In August 2017 Daniel Clifford began to get a little excited on social media, sharing news that a book was in preparation marking twenty years of his restaurant, Midsummer House. And social media got a little excited too. My interest was piqued.
The idiotic excuse that I most definitely do not need another cookbook stalled things for a few months after publication but it appeared on my wishlist and one of our junior ‘Cheoffs’ - the younger son (Sous Cheoff?) if you must know - sent me a birthday gift of ‘OUT of my TREE’.
My review follows but let’s throw in a spoiler straight away. This will not be loaned out in the foreseeable future… get your own lovely copy!
Mine is not the slip-cased, four-times-the-price limited edition. It doesn’t want to be. I shouldn’t like to be distracted by considerations of keeping it pristine. There is too much here which demands to be propped up in the kitchen and cooked from.
If you have come for the food you will be richly rewarded. Research and reminiscing leads Daniel Clifford to a nostalgic trawl through dishes which have disappeared or been reinvented over time at Midsummer House. Some were remembered with such affection that they have found their way back on to the menu at the restaurant. This has resulted in a very generous doubling of the originally proposed recipes to a finally published one hundred and forty.
Those recipes, presented as far as possible in chronological order, range from a very accessible one for egg sandwiches by Chef’s mum to more intricate efforts by Chef’s mum’s son. These involve techniques I am prepared to struggle with but which might be abandoned if they require a centrifuge or a pacojet. The food is gloriously presented through the patient, painstaking photography of Tim Green. The recipes and the short stories about their development make a strong claim as the star attraction of this volume.
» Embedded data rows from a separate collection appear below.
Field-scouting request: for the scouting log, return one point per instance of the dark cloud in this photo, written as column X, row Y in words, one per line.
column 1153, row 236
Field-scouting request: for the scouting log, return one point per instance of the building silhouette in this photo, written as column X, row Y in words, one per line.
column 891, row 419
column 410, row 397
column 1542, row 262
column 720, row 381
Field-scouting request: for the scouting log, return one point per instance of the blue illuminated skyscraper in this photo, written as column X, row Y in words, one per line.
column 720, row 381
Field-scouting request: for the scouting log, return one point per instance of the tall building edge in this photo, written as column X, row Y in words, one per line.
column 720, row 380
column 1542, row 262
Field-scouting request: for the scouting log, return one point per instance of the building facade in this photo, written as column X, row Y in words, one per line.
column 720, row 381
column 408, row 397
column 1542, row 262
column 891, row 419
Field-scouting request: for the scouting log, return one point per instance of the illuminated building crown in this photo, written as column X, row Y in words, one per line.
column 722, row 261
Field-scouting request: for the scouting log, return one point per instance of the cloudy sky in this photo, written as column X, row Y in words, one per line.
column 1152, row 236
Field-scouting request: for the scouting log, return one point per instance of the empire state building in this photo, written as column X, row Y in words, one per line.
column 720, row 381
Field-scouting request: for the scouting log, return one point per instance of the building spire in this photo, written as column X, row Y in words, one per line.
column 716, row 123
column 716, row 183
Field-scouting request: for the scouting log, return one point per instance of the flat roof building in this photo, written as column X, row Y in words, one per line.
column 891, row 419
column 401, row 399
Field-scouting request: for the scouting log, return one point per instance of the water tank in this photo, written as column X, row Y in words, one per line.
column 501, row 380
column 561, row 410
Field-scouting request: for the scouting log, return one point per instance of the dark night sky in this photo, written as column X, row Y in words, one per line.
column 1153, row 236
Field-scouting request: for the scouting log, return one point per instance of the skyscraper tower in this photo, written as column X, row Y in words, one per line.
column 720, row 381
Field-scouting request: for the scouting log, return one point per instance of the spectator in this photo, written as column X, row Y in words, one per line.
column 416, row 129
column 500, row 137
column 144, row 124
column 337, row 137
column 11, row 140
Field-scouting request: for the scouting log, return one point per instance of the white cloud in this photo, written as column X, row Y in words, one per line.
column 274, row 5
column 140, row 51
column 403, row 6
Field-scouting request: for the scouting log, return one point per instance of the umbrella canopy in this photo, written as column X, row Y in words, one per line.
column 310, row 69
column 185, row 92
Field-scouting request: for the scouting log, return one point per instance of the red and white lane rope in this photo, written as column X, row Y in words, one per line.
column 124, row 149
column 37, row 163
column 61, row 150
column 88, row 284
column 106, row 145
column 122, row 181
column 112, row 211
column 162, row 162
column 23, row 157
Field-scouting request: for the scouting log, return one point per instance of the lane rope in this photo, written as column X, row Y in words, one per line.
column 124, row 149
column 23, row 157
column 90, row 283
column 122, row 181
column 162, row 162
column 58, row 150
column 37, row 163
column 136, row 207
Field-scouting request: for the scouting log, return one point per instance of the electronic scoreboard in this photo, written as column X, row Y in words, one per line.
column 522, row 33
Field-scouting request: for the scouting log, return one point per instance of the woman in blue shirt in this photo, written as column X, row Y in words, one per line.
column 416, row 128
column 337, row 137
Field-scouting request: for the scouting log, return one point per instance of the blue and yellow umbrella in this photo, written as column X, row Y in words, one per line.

But this is much more than a cookbook. Although it does not contain everything. As Sat Bains explains in his foreword (there are several forewords by much-respected, big-hitting members of the culinary and hospitality world), something is missing… namely ‘bullshit’. I would have expected that. My understanding of Daniel Clifford has come mainly from his appearances on Great British Menu over the last decade. He is both a winner and a ‘Veteran’ judge. In the latter guise his reaction to one competitor instigated Twitter fury. But I remember silently shouting at the screen seconds before Chef Paul Askew was pulled up short for over-enthusiastic garnishing… and thus being in total agreement with Daniel’s timely interruption. And previously his response to a teacher who exercised creative writing skills to describe her meal at his restaurant also received much coverage. The rebuttal of his customer’s letter of complaint was a lot more polite than the aforementioned Sat Bains’ occasional vitriol on ShitAdvisor. Especially considering that a Cambridge newspaper had undermined one of their community’s prize assets. I fall in with Chef’s refusal to accept such bullshit.
For me, though, there most definitely is one more large pile of doodah in the book - and I don’t mean the pant-cacking moment on page 36. This is not just an homage to Midsummer House. Chef takes us into the verbally and physically violent kitchens of his formative years and admits that his own early management skills rested on being trained by ‘animals’. I know from personal experience that Michelin star food can be produced in kitchens which offer a constantly positive and nurturing environment. This is still a harsh, unremitting profession but I am convinced that the additional prospect of being bullied is one element which has strongly impacted the recruitment of a new generation. The crassness of abuse needs to be seriously addressed… maybe we can begin to eliminate it.
Providing food in one of the UK’s top ten restaurants (have a debate on that later!) has to rely on teamwork but, in the process of becoming a culinary star, Chef Clifford concedes and regrets that he has made bad mistakes in his treatment of other human beings. The arrival of chef Mark Abbott confirmed a sea change. It revealed how much Daniel Clifford had developed as a person. The realisation and acceptance that Mark’s unassuming exterior is no barrier to being a powerhouse of cooking skill, creativity and work ethic has meant that Daniel can adjust to a new era in which he trusts someone else to match and sustain his exacting standards. Which also means that he might step back, and exhale with a big burst of pride at what he has achieved, not just in a wonderful career, but as a human being. The book strongly suggests that he has now grown up more than enough to do just that.
Even if he has taken any sort of a step back, Midsummer House will always belong to Daniel Clifford. Even allowing for the help of so many others over the years it remains his creation. I am very grateful to him for producing such a fitting, thoughtful and rich book to share that creation with us.
It might be worth adding that we have not yet eaten at Midsummer House. You’ll gather that we will be correcting that mistake soon.
Right. Page 208 is open and I’m looking at the ‘Pear, Fennel and Black Olive’ dessert. And trying to work out ways to achieve it as far as possible without buying more kitchen equipment. You may leave me in peace now… I’m going to be busy.